Georgette au cinéma

Outre Marcel réalisé, Georgette avait deux amours irréalisables. D’abord Paul VanHimst, de cinq ans son cadet, et ça en faisait 40 que Georgette se savait hélas trop vieille pour lui. Ensuite Steven Spielberg, encore un peu plus jeune que Polleke, dont elle avait vu tous les films depuis E.T. en 1982. L’histoire l’avait émue aux larmes et, chaque fois que Marcel s’extasiait sur Zidane ou Cie en criant « C’est un extraterrestre! « , Georgette repensait à E.T.et projetait de se repasser dès lelendemain la vidéo de son film-culte. Elle n’aurait donc manqué pour rien au monde Minority Report, le dernier opus de Spielberg, avec ce Tom Cruise encore plus mignon que Lizarazu.

Elle s’était rendue seule au cinéma, Marcel étant overdosé de boulot: il venait de recevoir le Panini 2003 et plusieurs centaines d’autocollants, qui portaient mal leur nom puisqu’il fallait quand même s’astreindre à les coller!

Georgette revint vers 23h, excitée comme une puce. Au contraire de Marcel, assis à la table de la salle à manger sage comme une image, et collant ses images comme un petit garçon.

« C’était un tout, tout bon Spielberg, Marcel! », décréta-t-elle en s’apprêtant à préciser.

« Hhmmrr », grognassa Marcel dérangé, et que ça irritait toujours quand elle commençait à faire sa cinéphile péteuse. Cela racontait quoi?

« Cela se passe à Washington en 2054. La police a trouvé le moyen d’arrêter les meurtriers AVANT même que les meurtres soient commis: grâce aux précogs, des espèces de voyants à demi-comateux, qui prévisualisent les meurtres sur écran! Tom Cruise repère les endroits, s’amène dans les baraques, arrête les criminels potentiels et les fiche en tôle: mais personne n’est mortet plus personne n’est tué ! Donc, l’assassinat n’existe plus… »

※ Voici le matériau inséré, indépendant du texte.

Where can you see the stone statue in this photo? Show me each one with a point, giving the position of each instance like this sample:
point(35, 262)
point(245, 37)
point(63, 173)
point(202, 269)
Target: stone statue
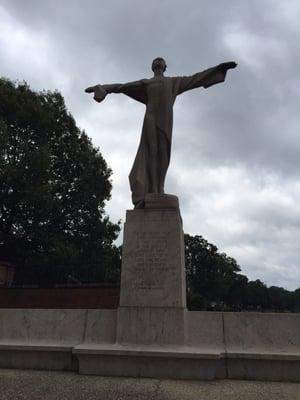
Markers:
point(158, 94)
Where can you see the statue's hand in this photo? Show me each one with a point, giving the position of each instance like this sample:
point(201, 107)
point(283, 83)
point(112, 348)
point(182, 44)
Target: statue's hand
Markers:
point(228, 65)
point(90, 89)
point(99, 92)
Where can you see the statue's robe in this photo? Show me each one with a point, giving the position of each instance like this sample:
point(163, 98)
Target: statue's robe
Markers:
point(153, 156)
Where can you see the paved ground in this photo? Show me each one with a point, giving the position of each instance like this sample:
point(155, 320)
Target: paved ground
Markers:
point(41, 385)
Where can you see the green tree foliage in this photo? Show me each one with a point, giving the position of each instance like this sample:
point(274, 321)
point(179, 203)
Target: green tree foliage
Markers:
point(53, 185)
point(214, 282)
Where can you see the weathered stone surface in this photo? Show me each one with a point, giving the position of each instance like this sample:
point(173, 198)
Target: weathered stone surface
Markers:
point(233, 345)
point(153, 273)
point(151, 325)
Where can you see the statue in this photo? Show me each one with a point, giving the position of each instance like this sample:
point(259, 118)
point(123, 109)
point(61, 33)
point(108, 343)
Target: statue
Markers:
point(158, 94)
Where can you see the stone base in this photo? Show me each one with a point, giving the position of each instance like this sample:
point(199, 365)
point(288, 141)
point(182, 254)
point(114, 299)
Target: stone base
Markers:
point(150, 362)
point(257, 346)
point(43, 357)
point(264, 367)
point(151, 325)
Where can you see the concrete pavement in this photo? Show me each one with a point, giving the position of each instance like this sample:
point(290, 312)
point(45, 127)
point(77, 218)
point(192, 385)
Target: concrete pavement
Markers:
point(51, 385)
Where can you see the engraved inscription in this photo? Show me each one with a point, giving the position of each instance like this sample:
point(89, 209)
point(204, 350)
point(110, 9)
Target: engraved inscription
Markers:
point(151, 266)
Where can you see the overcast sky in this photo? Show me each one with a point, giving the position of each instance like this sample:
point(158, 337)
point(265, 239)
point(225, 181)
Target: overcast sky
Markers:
point(236, 146)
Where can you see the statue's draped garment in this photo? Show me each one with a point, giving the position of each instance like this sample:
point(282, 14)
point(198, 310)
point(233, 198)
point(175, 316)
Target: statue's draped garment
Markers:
point(158, 94)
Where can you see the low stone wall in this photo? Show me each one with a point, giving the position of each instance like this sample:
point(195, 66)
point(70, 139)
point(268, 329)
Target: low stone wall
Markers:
point(73, 297)
point(229, 345)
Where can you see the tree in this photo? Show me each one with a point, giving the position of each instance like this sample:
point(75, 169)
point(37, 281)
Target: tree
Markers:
point(211, 275)
point(53, 185)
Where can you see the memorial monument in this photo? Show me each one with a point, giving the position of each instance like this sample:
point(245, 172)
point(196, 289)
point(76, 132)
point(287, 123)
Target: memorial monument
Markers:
point(153, 290)
point(152, 334)
point(158, 94)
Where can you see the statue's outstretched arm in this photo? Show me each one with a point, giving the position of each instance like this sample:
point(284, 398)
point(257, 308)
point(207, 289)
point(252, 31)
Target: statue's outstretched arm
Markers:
point(206, 78)
point(100, 91)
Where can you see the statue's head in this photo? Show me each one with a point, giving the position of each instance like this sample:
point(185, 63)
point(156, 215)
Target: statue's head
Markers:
point(159, 64)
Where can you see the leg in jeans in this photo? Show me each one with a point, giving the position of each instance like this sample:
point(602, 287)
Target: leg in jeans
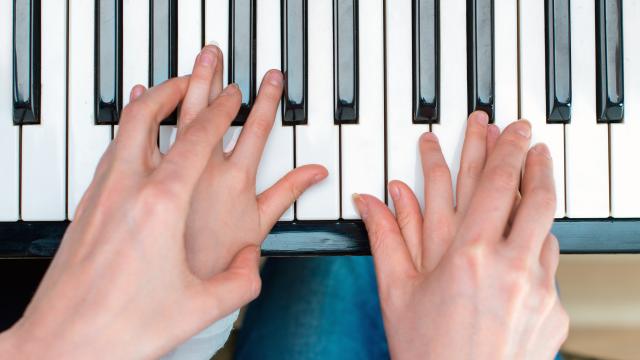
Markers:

« Raconte pas tout le film, chou », bâilla Marcel en faisant bien comprendre qu’il n’en avait rien à cirer. Sinon, les lecteurs de Sport/Foot Magazine n’auront plus envie d’aller le voir…

« Ne méprise pas toujours ce qui m’a plu », s’irrita Georgette. « Cette fiction peut très bien devenir réalité demain: parce que Spielberg est un visionnaire, parce que la voyance existe et le progrès technique aussi! Et d’ailleurs, cette réalité demain pourrait fort bien s’avérer fort utile à ton foutu sport préféré!

« Ah bon? », fit Marcel en se levant, vu qu’il avait sommeil et venait de coller Willemsen de Westerlo, c’est-à-dire son dernier autocollant.

« Réfléchis, nigaud. Pareille invention permettrait de siffler AVANT même que les fautes soient commises! Finies les agressions, les tirages de maillots, les ligaments croisés bousillés par des tacles monstrueux: carte rouge pour les salopards AVANT leurs saloperies! Comme le foot serait enfin propre! Comme… »

« Je suis crevé, et tu fais des rêves de bonne femme, coupa court Marcel déjà dans l’escalier. A demain, dors bien ».

« Dors mal! Et avant de critiquer le déficit de communication au Standard, pose les yeux sur celui de ton couple! », riposta Georgette vexée.

Marcel dormit mal, fit même un mauvais rêve. C’était la veille de la finale de la Ligue des Champions. Marcel se concentrait pour jouer en marquage contre Zidane, et l’on sonnait à la porte d’entrée. C’était Alex Ponnet habillé en flic, brandissant un carton rouge, et lui signifiant sa suspension pour le match du lendemain ainsi que son arrestation: car les précogs lui avaient montré Zizou grimaçant et en civière, suite au sliding-tackle insensé de Marcel! Marcel se ruait en hurlant sur Alex Ponnet pour l’égorger…

C’est alors qu’il se réveilla en sueur, ce n’était qu’un cauchemar, il était huit heures du matin. Mais on sonnait quand même à la porte d’entrée, Georgette devait être chez le boulanger, Marcel se leva pour aller ouvrir en pyjama. C’était Bruno, le garde-champêtre de Noiseux-sur-Berwette, qui avait l’air fort embêté: « Marcel, …tu es en état d’arrestation », bredouilla Bruno.